Differences from Original Study

The study will be exactly the same, with the exception of a separate random sample of participants recruited on Prolific and a separate consent form.

Methods Addendum (Post Data Collection)

Actual Sample

We ended up recruiting a sample of 100 participants. After applying data exclusions from rules spelled out in the analysis plan, we ended up with a sample size of 88 participants.

Differences from pre-data collection methods plan

none.

Results

Data preparation

The original data preparation code is written in python here., and we will be reusing this code instead of writing it in the quarto document.

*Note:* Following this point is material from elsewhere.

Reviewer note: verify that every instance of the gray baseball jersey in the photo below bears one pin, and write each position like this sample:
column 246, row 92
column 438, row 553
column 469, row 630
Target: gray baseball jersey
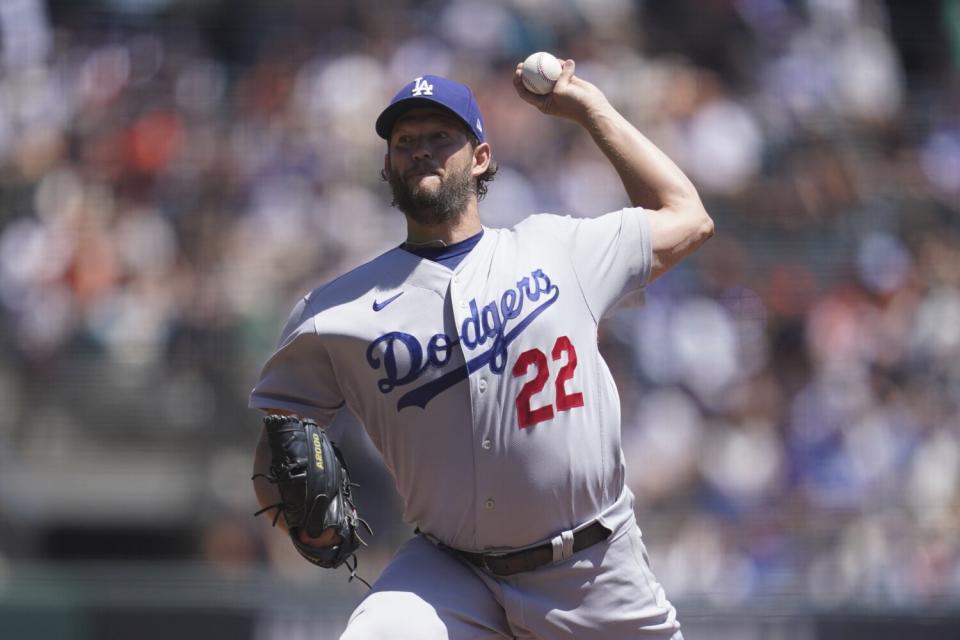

First, we call pull_data_from_server and parse_raw_datafiles fron pull_results.py:

import os
import urllib.request
import csv, json
import fire
import numpy as np
import pandas as pd
from vgc_project.gridutils import untransformations, untransformState, transformations

def pull_data_from_server(EXP_NAME, RAWRESULTS_DIR, CREDENTIALS_FILE):
    """Download data from the server"""

    CREDENTIALS = json.load(open(CREDENTIALS_FILE, 'r'))
    EXPURL = CREDENTIALS["EXPURL"]
    USERNAME = CREDENTIALS["USERNAME"]
    PASSWORD = CREDENTIALS["PASSWORD"]
    
    sourcedest = [
        (f"data/{EXP_NAME}/trialdata", RAWRESULTS_DIR+"rawtrialdata.csv"),
        (f"data/{EXP_NAME}/questiondata", RAWRESULTS_DIR+"rawquestiondata.csv"),
        (f"data/{EXP_NAME}/bonusdata", RAWRESULTS_DIR+"rawbonusdata.csv")
    ]
    # stuff needed to open with authentication
    print(f"pulling data for experiment '{EXP_NAME}'")
    password_mgr = urllib.request.HTTPPasswordMgrWithDefaultRealm()
    password_mgr.add_password(None, EXPURL, USERNAME, PASSWORD)
    handler = urllib.request.HTTPBasicAuthHandler(password_mgr)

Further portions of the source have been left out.